The Era of Good Feelings in American history lasted roughly from 1815-1825.
A similar era for the Celtics this season began during a double-overtime win against Miami on Jan. 27. It came to a close with a 16-hour period last week that encompassed an embarrassing, 113-99 loss to the Lakers on Wednesday night that wasn’t that close and the NBA trade deadline the next afternoon.
When the Celts failed to find a dance partner and make an impact deal, their frustrated followers had to rework their list of things that need to go right for this season to be a success. That list now stretches from here to the playoffs.

Even with Rajon Rondo, Jared Sullinger and Leandro Barbosa in the lineup, the Celtics knew they were going to need to catch a few breaks along the way to make a serious postseason run. With those players lost to season-ending injuries, said breaks must involve opposing stars and limbs.
The Miami Heat have become the sum of their opponents’ fears, playing stifling defense and regularly getting otherworldly turns from LeBron James and Dwyane Wade. If the Heat lose a series during the Eastern Conference playoffs, their foes will have bucked odds taller than Manute Bol standing atop the Rocky Mountains.
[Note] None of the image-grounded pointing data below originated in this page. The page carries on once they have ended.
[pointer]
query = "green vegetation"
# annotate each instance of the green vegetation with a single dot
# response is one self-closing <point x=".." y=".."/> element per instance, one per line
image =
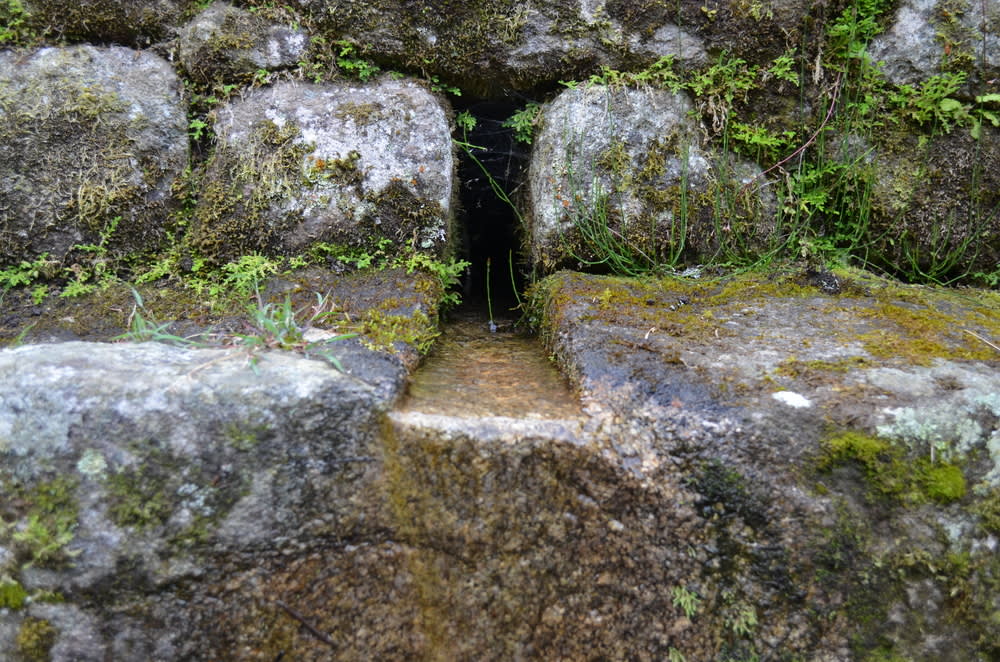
<point x="13" y="17"/>
<point x="687" y="600"/>
<point x="12" y="594"/>
<point x="890" y="473"/>
<point x="523" y="122"/>
<point x="821" y="166"/>
<point x="46" y="524"/>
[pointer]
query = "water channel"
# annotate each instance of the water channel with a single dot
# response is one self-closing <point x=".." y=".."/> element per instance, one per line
<point x="472" y="371"/>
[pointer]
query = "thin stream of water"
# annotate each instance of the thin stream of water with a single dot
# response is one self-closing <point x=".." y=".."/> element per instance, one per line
<point x="473" y="372"/>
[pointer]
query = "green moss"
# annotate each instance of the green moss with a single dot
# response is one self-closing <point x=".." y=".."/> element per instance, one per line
<point x="988" y="509"/>
<point x="242" y="183"/>
<point x="35" y="639"/>
<point x="890" y="473"/>
<point x="71" y="115"/>
<point x="48" y="522"/>
<point x="12" y="594"/>
<point x="383" y="330"/>
<point x="882" y="463"/>
<point x="943" y="483"/>
<point x="138" y="498"/>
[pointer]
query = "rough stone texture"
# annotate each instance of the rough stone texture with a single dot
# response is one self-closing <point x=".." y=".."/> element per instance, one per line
<point x="928" y="37"/>
<point x="225" y="43"/>
<point x="779" y="369"/>
<point x="345" y="163"/>
<point x="627" y="166"/>
<point x="706" y="503"/>
<point x="936" y="203"/>
<point x="102" y="21"/>
<point x="173" y="464"/>
<point x="487" y="45"/>
<point x="91" y="142"/>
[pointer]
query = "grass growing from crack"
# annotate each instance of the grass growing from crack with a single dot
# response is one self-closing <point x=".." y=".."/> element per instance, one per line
<point x="270" y="326"/>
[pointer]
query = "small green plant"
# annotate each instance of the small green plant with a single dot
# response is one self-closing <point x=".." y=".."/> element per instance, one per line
<point x="35" y="639"/>
<point x="674" y="655"/>
<point x="350" y="63"/>
<point x="99" y="273"/>
<point x="12" y="594"/>
<point x="466" y="122"/>
<point x="742" y="619"/>
<point x="12" y="22"/>
<point x="687" y="600"/>
<point x="197" y="128"/>
<point x="245" y="275"/>
<point x="142" y="329"/>
<point x="524" y="121"/>
<point x="25" y="272"/>
<point x="49" y="525"/>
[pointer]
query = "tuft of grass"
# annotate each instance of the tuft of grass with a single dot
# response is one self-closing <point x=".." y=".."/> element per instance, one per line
<point x="270" y="326"/>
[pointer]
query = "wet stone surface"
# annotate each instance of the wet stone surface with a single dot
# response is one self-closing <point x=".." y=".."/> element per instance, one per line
<point x="475" y="372"/>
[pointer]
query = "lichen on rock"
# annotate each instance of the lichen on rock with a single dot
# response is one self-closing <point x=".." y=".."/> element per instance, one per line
<point x="93" y="140"/>
<point x="344" y="163"/>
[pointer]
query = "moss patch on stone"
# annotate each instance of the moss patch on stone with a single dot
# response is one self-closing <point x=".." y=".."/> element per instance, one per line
<point x="890" y="473"/>
<point x="12" y="594"/>
<point x="35" y="639"/>
<point x="243" y="182"/>
<point x="39" y="520"/>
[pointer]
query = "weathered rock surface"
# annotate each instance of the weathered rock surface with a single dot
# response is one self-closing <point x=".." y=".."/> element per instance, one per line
<point x="166" y="466"/>
<point x="486" y="46"/>
<point x="928" y="37"/>
<point x="91" y="142"/>
<point x="135" y="24"/>
<point x="621" y="175"/>
<point x="946" y="190"/>
<point x="226" y="43"/>
<point x="344" y="163"/>
<point x="790" y="465"/>
<point x="838" y="437"/>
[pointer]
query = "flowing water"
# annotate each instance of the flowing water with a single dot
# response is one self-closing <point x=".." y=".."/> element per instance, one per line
<point x="472" y="371"/>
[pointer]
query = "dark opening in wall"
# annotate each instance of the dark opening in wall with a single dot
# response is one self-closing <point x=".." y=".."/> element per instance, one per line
<point x="491" y="232"/>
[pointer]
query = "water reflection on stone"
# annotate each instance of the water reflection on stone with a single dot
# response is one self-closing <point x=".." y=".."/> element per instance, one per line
<point x="473" y="372"/>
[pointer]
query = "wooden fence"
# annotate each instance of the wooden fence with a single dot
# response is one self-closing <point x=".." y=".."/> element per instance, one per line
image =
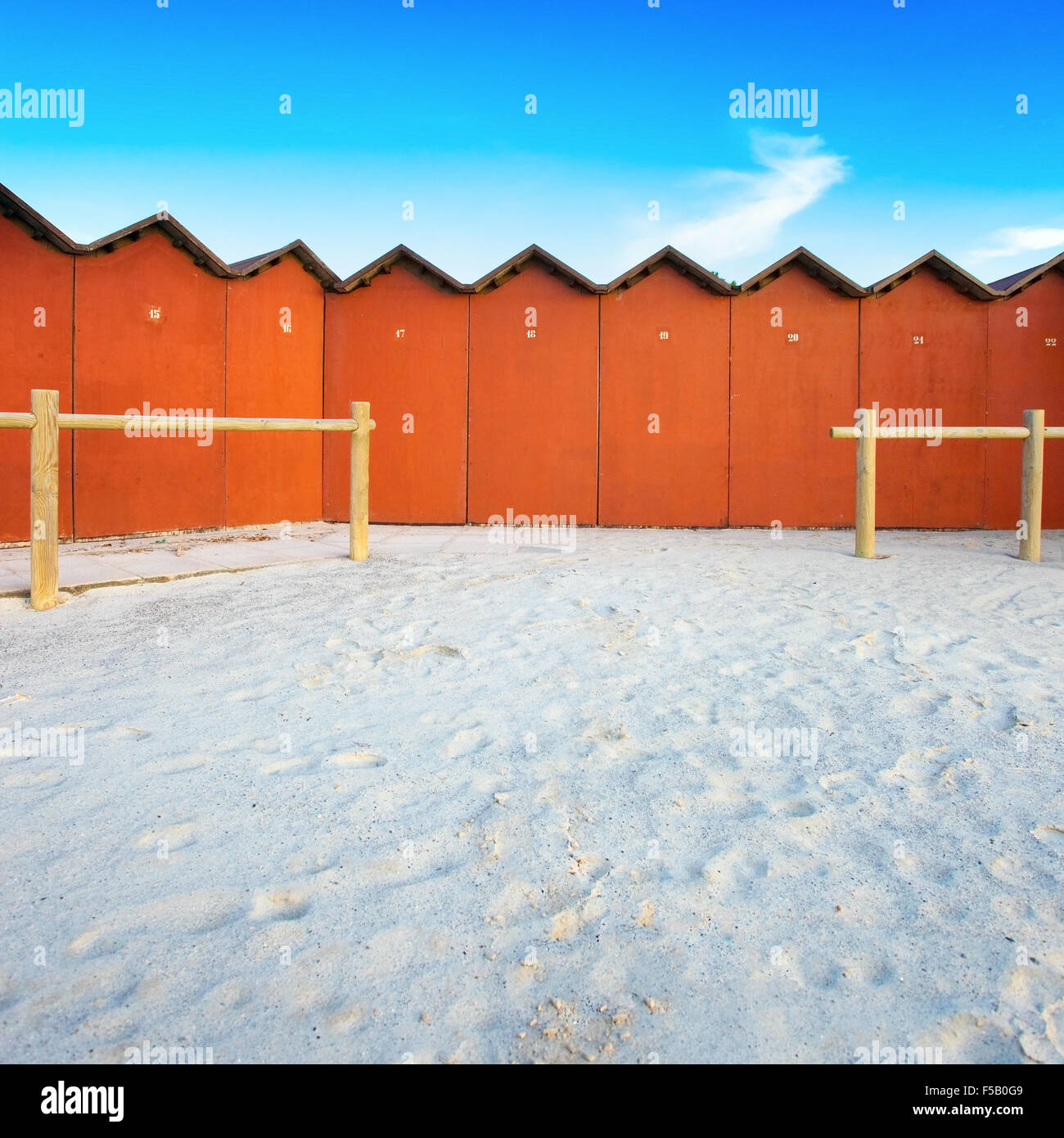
<point x="1034" y="434"/>
<point x="43" y="421"/>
The Celtics know where they stand. And you know where they stand simply because they no longer want to talk about where they stand.
Your Shamrocks were more than happy to discuss their belief that they were better on paper coming into this season than they were during their championship run in 2007-08, but that notion was buried at sea long ago.
Even when they stumbled through the first months of the campaign, people like Paul Pierce would boldly say, “I still like our chances. I have confidence in this team. We still think we can beat anybody.”